Der Einsatz des smarten Kennedy ist heikel, denn möglicherweise war der Brite nicht nur als Beobachter, sondern als Agent Provocateur unterwegs, also als jemand, der zu Straftaten aufhetzt. Berichten zufolge könnte er sogar selbst gegen das Gesetz verstoßen haben. In Heiligendamm soll er sich an einer Straßenblockade beteiligt haben, in Berlin war er angeblich in eine Brandstiftung an einem Müllcontainer involviert.

Unklar ist, ob der BKA-Chef in der Ausschuss-Sitzung diese Vergehen und Regelverstöße eingeräumt hat. So will sich ein Teilnehmer aus Oppositionskreisen an die Aussage Zierckes "Der ist uns aus dem Ruder gelaufen" erinnern. Ein anderer Anwesender wiederum erklärte dem Abendblatt, Ziercke habe immer darauf verwiesen, dass er nichts Genaues über den Fall wisse. Zuständig seien die Bundesländer, in denen der Agent gearbeitet habe. Ziercke habe aber betont, dass ein solches Vorgehen gegen die Regeln für verdeckte Einsätze verstoße. Der Sprecher des Bundesinnenministeriums sagte dem Abendblatt, verdeckte Ermittler dürften keine Straftaten begehen. Mehr wolle er "aus einsatztaktischen Gründen" nicht zu dem Thema sagen.
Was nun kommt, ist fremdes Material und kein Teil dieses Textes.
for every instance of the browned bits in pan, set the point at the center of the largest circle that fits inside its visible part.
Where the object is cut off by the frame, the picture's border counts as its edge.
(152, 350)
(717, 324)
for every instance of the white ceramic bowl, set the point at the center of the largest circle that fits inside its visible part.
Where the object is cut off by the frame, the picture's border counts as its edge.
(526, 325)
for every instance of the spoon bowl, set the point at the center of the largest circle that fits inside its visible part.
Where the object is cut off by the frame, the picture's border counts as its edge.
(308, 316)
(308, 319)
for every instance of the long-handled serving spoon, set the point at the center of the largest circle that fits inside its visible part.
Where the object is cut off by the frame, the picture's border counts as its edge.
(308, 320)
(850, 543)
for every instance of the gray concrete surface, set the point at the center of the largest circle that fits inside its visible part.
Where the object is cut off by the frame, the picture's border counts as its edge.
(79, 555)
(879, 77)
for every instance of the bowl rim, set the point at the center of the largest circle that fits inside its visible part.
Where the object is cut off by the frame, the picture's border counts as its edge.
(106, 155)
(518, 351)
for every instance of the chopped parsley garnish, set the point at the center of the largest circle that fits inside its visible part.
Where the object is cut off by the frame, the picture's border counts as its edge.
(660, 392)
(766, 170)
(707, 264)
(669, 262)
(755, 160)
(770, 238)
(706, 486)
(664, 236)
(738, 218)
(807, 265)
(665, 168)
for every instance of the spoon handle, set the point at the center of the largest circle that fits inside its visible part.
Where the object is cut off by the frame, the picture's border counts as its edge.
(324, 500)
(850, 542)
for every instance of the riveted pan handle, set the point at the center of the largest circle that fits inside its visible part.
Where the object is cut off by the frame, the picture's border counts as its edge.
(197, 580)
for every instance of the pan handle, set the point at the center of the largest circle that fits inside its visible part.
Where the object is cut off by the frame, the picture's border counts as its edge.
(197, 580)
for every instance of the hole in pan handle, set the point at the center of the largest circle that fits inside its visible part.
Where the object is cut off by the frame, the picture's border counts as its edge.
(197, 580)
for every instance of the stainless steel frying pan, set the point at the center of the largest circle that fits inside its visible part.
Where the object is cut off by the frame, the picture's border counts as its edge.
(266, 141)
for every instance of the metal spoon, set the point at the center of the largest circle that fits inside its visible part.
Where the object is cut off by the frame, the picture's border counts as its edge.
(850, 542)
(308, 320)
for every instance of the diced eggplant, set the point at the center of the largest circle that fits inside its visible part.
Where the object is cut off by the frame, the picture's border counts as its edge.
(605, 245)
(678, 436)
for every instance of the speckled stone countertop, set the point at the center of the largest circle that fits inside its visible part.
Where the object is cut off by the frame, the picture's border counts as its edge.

Die Linken-Bundestagsabgeordnete Ulla Jelpke, die ebenfalls Mitglied im Innenausschuss ist, zeigte sich im Abendblatt empört über die Antworten des BKA-Präsidenten. "Meiner Meinung nach sind wir von ihm hingehalten worden", sagte Jelpke. Das BKA müsse jetzt aufklären, ob durch den verdeckten Ermittler Straftaten begangen oder verhindert worden seien. "Es ist ein Ding der Unmöglichkeit, dass Ziercke als Chef des BKA keine genauen Informationen darüber hat." Weiteren Aufklärungsbedarf fordert auch der SPD-Bundestagsabgeordnete Gerold Reichenbach: "Die offen gebliebenen Fragen müssen nun in den zuständigen Ländern geklärt werden." Die Linksfraktion im Schweriner Landtag verlangte gestern von Innenminister Lorenz Caffier (CDU), den Innenausschuss unverzüglich über den Einsatz des Briten zu informieren. Auf Anfrage des Abendblatts wollte sich das Innenministerium nicht zu den Vorwürfen äußern. Kennedy bat inzwischen laut BBC seine ehemaligen Mitstreiter um Verzeihung. So ganz traute er ihrer Vergebung aber wohl nicht: Angeblich hat sich Kennedy in die USA abgesetzt.